E.g. the type and atomic indices can not be loaded in a vectorized manner and as a result a huge amount of L2 transactions become a major bottleneck to performance. We should develop better data structures and employ mechanisms to mitigate the overhead (like vectorized prefetching of data).
#1 Updated by Magnus Lundborg about 1 month ago
I'll be happy to try to help with this as well, but I must admit I don't know how to prefetch the data in a suitable way. I guess this should be done when the data is copied to the GPU already, right? Do we do this anywhere (for GPU calculations) already?

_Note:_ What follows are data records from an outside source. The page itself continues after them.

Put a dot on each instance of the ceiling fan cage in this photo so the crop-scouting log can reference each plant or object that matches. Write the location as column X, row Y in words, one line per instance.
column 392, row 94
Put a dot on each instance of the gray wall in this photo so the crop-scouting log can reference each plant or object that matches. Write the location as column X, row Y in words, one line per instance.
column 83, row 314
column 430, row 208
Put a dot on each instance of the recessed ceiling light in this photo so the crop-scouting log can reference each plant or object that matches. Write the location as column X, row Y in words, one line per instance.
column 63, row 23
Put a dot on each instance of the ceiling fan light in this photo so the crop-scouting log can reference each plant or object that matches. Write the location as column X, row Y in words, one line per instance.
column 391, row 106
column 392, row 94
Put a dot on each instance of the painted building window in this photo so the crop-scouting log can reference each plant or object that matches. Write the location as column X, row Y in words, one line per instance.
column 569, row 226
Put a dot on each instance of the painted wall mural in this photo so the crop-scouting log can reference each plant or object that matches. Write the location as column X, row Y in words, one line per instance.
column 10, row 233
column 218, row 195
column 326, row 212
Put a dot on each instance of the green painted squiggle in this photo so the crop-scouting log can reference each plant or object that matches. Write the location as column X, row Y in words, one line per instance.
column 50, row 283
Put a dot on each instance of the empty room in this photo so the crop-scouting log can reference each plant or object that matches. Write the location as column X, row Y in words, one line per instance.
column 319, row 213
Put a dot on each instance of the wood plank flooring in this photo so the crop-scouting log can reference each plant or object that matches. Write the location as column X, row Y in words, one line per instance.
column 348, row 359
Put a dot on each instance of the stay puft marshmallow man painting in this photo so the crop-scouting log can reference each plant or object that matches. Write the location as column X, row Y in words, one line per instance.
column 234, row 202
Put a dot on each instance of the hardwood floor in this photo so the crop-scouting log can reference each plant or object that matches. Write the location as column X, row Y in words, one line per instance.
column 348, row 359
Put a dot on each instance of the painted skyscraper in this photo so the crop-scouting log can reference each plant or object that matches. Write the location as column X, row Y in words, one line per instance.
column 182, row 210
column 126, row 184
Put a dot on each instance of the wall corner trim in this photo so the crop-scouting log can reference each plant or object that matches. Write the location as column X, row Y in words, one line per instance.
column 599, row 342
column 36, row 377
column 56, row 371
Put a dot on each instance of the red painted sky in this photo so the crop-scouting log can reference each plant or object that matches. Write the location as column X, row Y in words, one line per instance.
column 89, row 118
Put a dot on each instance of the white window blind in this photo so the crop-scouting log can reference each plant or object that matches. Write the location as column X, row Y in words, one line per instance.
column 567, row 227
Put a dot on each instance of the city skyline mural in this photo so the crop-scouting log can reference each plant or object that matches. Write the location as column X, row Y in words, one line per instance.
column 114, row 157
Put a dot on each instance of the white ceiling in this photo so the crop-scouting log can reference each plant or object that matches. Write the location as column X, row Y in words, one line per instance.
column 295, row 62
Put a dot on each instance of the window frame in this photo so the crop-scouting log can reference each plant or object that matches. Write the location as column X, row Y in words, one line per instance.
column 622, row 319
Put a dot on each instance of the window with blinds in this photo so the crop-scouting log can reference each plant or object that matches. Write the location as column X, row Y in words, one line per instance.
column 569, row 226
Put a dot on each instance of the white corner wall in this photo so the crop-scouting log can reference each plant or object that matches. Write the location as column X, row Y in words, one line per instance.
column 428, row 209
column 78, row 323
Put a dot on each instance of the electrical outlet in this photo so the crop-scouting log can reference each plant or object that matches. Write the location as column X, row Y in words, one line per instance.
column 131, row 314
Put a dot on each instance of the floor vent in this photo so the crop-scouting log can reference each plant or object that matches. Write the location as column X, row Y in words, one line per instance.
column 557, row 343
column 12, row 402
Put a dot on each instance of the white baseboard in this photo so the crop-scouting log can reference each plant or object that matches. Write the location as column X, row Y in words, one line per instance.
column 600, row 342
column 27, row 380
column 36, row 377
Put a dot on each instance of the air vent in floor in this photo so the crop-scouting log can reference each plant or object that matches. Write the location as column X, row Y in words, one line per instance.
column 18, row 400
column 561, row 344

#2 Updated by Szilárd Páll about 1 month ago
We are discussing alternatives; the way to do prefetching is to declare a
__shared__ memory region that is per-block i.e. 256 threads (btw we should reconsider that ad-hoc chosen number anyway); then load into this memory with vectorized sequential access then read forceatoms from this shared memory buffer. This is a bit tricky because we might have to make the granularity of bonded type mapping from warpSize to blockSize because shared memory is per bock. As an example, we do prefetching e.g. here: source:src/gromacs/nbnxm/cuda/nbnxm_cuda_kernel.cuh#L389
It seems it might be a better approach (though slightly more work) to instead tweak the data structures to directly store parameters instead of looking them up via an index. Then we might still want to do a prefetch to make variable length loads more efficient, but we won't have the indirection we have now. This latter approach would allow possible slight simplification/improvement in the CPU bonded kernels too, but of course CPU kernels would have to change as well.
#4 Updated by Szilárd Páll 20 days ago
So having looked briefly at some profiles briefly, my impression is that there is a lot of overhead in both the type and the index loads as well as the parameter loads -- where
t_iparam is the main culprit, it is simply not a good data structure for efficient data access (and that is IMO true for CPUs too).
On the short run, for the former I suggest:
- we try to prefetch -- this will prevent running at full occupnacy, but based on my tests even at 50%occupancy the non-virial kernel runs only a few % slower, so the gain from efficient access will outweigh that loss. Also note that while
int3 loads do "vectorize", these are still two loads (and 8- and a 4-byte load).
- consider devising an improved version of
t_iparam that allows efficient loads of parameters, i.e. vectorized loads from adjascent memory locations rather than non-vectorized loads from a "gappy" union representation.
#7 Updated by Szilárd Páll 12 days ago
Magnus Lundborg wrote:
It seems to me like it would be best to split iatoms into std::vector<int> InteractionTypes and std::vector<int4> InteractionAtoms both of the same length as the number of interactions. But it would require quite large changes.
I agree, that would be better for all interaction types that have 3 or 4 atoms involved. For pairs it would be quite wasteful, but it might be worth the tradeoff.
Side-note: I still feel it may be worth storing all coordinates instead of atom indices (although I'm not certain how much difference it will make). While this would waste bandwidth it would save instructions and latency: 4x float3 can be loaded with 3x 16-byte loads whereas we now do (up to) four 4-byte loads, then (up to) four dependent 16-byte loads. While the latter will often be cached, bandwidth is not the primary issue, but rather memory instruction throughput and instruction latency, both of which would be reduced with this solution, I think.